Related Work & Insights¶
- vs. DeCo: DeCo also utilizes a decompose-reconstruct strategy to construct negative samples, but relies on random sampling which generates many illogical combinations. SHINE uses LLMs to ensure semantic feasibility and introduces coarse-to-fine ranking constraints.
- vs. SSL2CG: SSL2CG generates equivalent and invariant samples for contrastive learning by masking different words, but it only considers verbs and nouns. SHINE expands this to five POS categories and uses LLMs to generate plausible replacements.
- vs.

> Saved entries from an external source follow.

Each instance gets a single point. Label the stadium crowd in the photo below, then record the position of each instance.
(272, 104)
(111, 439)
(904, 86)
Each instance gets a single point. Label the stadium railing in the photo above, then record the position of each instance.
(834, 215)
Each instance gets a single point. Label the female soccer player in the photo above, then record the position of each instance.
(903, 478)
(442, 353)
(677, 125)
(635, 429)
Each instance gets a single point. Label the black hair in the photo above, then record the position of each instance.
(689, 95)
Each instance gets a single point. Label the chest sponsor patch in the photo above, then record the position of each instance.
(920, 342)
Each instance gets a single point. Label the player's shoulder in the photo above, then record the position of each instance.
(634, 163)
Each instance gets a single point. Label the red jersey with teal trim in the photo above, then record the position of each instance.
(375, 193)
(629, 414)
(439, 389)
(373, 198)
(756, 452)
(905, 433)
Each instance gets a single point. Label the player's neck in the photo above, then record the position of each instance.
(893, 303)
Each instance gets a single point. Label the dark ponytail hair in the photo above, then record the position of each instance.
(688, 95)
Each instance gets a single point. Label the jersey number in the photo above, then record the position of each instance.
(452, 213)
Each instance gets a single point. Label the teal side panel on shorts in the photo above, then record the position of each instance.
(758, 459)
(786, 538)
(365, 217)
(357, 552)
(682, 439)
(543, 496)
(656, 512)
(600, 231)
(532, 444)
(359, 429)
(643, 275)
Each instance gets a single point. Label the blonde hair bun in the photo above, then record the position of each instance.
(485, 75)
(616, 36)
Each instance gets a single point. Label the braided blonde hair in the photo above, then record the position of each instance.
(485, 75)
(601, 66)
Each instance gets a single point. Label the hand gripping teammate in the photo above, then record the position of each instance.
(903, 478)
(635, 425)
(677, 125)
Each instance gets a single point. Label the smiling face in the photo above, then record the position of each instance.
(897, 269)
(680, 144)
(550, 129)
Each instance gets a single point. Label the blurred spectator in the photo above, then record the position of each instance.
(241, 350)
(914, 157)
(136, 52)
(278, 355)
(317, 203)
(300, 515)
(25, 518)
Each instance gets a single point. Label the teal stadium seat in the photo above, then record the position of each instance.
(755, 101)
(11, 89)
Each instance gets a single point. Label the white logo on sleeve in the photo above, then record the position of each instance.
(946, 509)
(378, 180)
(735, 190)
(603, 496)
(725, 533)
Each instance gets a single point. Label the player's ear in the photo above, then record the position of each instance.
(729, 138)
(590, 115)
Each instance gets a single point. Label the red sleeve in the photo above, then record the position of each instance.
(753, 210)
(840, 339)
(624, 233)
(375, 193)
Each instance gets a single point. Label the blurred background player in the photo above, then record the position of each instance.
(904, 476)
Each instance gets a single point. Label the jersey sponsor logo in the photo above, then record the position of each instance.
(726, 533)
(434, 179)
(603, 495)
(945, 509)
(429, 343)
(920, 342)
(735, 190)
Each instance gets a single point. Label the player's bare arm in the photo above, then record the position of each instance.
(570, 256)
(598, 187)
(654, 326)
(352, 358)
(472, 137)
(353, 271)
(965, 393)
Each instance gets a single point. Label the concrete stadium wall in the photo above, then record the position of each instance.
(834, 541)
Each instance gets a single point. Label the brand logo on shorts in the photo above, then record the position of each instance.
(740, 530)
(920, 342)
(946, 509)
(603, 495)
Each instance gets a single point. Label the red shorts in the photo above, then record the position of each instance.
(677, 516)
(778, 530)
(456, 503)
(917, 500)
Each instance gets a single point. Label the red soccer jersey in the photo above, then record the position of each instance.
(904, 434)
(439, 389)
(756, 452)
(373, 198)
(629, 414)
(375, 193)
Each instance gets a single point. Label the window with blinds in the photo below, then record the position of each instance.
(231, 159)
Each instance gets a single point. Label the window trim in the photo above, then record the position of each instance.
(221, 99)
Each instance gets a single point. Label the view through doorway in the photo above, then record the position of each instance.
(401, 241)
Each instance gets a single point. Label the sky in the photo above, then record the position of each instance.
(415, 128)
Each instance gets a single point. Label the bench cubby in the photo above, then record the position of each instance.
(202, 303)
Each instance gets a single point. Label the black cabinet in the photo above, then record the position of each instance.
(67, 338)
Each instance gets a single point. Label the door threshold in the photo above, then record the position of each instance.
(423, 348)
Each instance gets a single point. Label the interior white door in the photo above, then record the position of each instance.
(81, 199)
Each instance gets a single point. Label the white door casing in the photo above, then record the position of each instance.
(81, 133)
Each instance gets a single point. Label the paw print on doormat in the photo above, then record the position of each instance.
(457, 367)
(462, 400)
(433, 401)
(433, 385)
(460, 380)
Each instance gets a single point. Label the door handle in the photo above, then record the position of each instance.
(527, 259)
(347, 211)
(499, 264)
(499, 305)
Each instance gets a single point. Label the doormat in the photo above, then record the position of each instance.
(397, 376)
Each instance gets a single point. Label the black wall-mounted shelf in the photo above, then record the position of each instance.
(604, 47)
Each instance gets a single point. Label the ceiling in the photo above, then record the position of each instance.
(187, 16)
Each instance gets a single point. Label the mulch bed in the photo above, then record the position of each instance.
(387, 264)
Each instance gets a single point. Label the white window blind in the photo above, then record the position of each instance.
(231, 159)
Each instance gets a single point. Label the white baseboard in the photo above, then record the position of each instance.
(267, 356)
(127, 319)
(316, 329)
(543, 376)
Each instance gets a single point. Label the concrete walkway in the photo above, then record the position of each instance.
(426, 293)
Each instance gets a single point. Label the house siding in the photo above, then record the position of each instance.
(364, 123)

QD-DETR: As a plug-and-play component, SHINE does not modify the QD-DETR architecture, but substantially improves its compositional generalization by simply adding training constraints ([email protected] +7.93%).
Rating¶
- Novelty: ⭐⭐⭐⭐ Combining LLM-based negative sample construction with saliency ranking is a highly creative approach.
- Experimental Thoroughness: ⭐⭐⭐⭐ Two benchmarks, two baselines, detailed ablations, and comparisons across multiple LLMs.
- Writing Quality: ⭐⭐⭐⭐ Thorough problem analysis, clear explanation of the method, and highly convincing visualizations.
- Value: ⭐⭐⭐⭐ Great practicality due to its plug-and-play design, though slightly limited by its focus on the niche area of compositional generalization.